Steve tenta acompanhar Louis na subida para o cemitério, enquanto Louis fala coisas sem sentido para ele, como enterrar a mulher e coisa do gênero, ele não consegue acompanhar

Louis retorna de chapéu e luvas, esconde as feridas nas mãos e os cabelos brancos, para responder as perguntas dos policiais. Tudo ainda era muito recente para suposições e Louis é liberado em seguida. Ninguém imaginava o que havia ocorrido com os Creed. Louis retorna para casa e finalmente é revelado seu nada feliz destino.

Os passos cessaram bem nas suas costas. Silêncio. A mão fria caiu no ombro de Louis. A voz de Rachel era um chiado que parecia cheio de terra. — Querido — disse a coisa. (KING, 2006, p. 287)

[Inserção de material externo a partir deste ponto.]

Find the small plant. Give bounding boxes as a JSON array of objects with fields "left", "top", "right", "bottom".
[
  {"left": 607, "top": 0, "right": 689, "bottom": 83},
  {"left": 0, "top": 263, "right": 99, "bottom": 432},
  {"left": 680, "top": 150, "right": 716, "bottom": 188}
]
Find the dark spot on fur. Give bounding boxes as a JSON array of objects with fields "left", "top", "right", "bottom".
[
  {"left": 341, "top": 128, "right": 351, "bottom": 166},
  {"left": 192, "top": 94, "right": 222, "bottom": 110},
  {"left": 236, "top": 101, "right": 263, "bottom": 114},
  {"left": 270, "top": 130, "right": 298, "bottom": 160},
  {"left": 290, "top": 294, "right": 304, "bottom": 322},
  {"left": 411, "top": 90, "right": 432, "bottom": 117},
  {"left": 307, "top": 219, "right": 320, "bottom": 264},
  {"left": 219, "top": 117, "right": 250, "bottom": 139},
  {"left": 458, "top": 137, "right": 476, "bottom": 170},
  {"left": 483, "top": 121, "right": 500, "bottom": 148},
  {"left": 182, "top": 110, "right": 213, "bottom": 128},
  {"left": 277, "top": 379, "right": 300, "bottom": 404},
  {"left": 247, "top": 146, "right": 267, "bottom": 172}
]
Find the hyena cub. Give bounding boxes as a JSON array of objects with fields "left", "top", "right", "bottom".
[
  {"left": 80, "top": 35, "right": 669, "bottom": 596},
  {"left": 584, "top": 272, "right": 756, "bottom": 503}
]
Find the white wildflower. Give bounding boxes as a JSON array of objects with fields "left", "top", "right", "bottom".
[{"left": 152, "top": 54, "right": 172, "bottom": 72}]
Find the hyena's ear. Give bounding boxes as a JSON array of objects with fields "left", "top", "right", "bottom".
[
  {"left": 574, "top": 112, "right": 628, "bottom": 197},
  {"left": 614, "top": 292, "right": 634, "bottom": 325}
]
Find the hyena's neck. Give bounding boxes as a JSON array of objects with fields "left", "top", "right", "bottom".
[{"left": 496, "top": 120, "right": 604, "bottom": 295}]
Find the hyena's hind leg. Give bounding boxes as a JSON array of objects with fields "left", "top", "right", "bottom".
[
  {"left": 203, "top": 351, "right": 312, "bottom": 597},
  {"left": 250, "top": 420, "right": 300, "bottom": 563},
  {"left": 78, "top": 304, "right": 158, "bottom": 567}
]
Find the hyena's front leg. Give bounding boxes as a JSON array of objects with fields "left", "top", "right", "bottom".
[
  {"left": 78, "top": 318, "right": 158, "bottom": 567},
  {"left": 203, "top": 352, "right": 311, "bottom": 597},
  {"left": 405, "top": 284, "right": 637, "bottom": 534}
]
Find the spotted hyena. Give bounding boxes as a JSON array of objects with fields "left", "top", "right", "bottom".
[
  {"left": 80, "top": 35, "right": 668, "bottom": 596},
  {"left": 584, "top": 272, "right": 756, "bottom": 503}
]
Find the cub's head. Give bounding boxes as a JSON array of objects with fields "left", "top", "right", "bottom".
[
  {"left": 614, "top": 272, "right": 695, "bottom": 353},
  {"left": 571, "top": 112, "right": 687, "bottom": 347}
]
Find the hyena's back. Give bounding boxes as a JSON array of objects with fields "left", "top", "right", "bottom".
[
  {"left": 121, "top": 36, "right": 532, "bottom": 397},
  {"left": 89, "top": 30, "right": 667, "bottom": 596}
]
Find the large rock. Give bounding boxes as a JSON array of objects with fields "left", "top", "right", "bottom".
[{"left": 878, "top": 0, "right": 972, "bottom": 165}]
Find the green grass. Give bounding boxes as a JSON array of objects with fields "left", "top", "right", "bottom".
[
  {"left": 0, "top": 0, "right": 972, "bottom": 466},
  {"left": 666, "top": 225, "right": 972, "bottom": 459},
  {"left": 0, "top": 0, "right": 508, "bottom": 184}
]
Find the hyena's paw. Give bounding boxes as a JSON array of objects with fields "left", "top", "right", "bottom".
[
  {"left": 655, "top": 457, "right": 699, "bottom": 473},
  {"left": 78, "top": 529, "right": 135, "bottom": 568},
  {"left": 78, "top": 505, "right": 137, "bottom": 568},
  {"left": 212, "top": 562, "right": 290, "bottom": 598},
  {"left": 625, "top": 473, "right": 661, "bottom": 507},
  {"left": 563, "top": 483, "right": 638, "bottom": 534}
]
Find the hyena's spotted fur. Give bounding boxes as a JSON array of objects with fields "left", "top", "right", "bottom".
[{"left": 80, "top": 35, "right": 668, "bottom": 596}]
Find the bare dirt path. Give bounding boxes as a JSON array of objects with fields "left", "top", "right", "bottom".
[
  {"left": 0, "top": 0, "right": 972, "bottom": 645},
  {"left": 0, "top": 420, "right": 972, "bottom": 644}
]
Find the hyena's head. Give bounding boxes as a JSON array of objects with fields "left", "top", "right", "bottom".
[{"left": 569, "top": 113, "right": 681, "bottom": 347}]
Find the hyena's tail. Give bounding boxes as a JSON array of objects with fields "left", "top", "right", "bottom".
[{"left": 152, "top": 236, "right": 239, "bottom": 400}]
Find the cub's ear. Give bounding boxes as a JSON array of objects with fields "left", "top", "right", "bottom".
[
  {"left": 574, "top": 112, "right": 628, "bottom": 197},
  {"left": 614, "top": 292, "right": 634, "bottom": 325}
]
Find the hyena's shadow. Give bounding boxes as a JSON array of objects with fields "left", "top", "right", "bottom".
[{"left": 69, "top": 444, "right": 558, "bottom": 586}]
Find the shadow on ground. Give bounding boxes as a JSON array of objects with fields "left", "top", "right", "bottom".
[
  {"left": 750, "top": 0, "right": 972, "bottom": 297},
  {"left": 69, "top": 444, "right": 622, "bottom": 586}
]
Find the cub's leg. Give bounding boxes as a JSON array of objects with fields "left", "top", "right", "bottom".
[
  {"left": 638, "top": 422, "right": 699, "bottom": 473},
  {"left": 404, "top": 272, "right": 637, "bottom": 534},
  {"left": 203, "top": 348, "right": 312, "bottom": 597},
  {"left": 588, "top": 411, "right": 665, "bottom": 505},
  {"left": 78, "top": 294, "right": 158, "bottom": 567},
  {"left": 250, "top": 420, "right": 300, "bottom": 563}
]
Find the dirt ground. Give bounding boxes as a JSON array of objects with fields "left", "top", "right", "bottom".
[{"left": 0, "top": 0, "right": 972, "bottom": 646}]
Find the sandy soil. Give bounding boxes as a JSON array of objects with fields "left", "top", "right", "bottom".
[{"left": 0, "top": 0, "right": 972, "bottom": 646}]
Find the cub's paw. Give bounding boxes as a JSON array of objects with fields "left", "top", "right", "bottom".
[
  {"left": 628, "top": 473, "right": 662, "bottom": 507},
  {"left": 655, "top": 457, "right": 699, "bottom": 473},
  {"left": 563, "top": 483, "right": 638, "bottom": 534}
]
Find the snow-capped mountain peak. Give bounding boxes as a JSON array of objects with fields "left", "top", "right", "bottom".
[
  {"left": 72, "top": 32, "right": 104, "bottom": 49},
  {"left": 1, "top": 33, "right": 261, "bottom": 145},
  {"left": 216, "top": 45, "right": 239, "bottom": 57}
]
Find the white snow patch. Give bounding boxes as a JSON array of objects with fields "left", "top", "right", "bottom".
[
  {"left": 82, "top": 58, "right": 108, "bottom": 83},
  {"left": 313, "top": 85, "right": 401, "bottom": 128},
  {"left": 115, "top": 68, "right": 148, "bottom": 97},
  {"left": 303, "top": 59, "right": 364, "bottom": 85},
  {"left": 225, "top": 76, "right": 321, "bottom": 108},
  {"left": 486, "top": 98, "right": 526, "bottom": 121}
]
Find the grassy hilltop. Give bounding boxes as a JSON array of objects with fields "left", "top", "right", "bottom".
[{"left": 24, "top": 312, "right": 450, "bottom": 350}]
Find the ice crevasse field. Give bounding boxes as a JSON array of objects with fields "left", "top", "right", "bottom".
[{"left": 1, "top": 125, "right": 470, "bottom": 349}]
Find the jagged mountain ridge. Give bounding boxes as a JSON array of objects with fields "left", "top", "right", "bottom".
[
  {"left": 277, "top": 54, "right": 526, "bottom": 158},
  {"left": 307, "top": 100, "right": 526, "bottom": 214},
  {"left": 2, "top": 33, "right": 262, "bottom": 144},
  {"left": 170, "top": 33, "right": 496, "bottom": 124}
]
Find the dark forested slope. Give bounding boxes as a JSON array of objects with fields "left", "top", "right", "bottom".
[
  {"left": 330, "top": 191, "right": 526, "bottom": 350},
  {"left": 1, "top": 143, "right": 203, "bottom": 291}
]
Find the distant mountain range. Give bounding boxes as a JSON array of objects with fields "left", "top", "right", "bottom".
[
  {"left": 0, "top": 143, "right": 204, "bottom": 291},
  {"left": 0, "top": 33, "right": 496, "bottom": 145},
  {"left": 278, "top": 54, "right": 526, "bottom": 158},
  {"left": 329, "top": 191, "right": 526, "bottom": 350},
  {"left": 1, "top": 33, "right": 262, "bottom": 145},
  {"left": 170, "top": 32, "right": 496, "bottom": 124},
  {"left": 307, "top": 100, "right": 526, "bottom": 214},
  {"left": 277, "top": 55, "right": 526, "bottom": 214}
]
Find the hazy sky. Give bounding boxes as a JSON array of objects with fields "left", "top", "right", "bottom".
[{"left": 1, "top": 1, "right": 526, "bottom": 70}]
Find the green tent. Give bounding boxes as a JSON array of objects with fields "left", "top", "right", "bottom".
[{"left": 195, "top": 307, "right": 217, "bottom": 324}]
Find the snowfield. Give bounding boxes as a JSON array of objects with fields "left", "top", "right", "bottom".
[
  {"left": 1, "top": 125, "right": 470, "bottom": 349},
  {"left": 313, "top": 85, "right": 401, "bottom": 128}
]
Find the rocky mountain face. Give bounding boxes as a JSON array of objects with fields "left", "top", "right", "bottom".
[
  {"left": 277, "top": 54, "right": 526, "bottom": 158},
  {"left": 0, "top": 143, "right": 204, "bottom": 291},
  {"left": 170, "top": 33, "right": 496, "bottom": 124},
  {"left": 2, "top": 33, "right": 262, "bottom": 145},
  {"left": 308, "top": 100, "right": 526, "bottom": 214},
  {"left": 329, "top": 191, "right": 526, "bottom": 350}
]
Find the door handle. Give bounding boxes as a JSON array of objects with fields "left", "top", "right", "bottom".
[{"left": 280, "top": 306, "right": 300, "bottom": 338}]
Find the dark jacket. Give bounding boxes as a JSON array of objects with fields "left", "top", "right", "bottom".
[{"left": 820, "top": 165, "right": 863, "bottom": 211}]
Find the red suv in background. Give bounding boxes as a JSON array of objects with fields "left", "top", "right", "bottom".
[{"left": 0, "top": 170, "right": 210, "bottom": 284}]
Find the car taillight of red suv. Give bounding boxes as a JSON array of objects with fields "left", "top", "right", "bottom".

Para o leitor não habituado com a ficção de King, e até mesmo para os habituados, O

Cemitério é uma obra-prima do pessimismo. Advindo de uma mente perturbada com a idéia

de publicar a obra, O Cemitério mexe com o íntimo do leitor, faz com que ele se sinta impotente diante do que ocorrerá, parece não haver salvação para Louis em momento algum da obra, nem mesmo com as aparições de Pascow, ou Church tendo retornado diferente, faz Louis parar de traçar sua trajetória, a obliteração de sua alma.

Seu final é completamente previsível, mas mesmo assim o leitor é golpeado com algo pontudo ao lê-lo. Louis não só perde seu filho, como acaba fazendo-o morrer de novo, perde sua esposa e melhor amigo, então, finalmente, paga com sua vida por mexer em algo além do conhecimento humano.

Todas as referências religiosas da obra servem para dar ênfase à idéia do ser onipotente que rege o mundo, e que ao mexer em algo fora do que nos é dado, ele deve sofrer as punições. Várias vezes durante a obra King faz referências a uma força impulsionando os acontecimentos. O motorista que atropelou Gage diz ter sentido vontade de acelerar naquele percurso, Rachel quase sofre um acidente no retorno para casa que poderia ter evitado o pior, Jud dorme no exato momento em que Louis chega em casa com o corpo do filho, e o galão de querosene está aberto bem à mostra quando Louis resolve botar fogo na casa. Assim como uma corrente, as ações que levam ao final da obra parecem ter sido entrelaçadas, como se não houvesse o que fazer, estavam todos atados a um poder invisível que controlava tudo, e que acabou vencendo no final.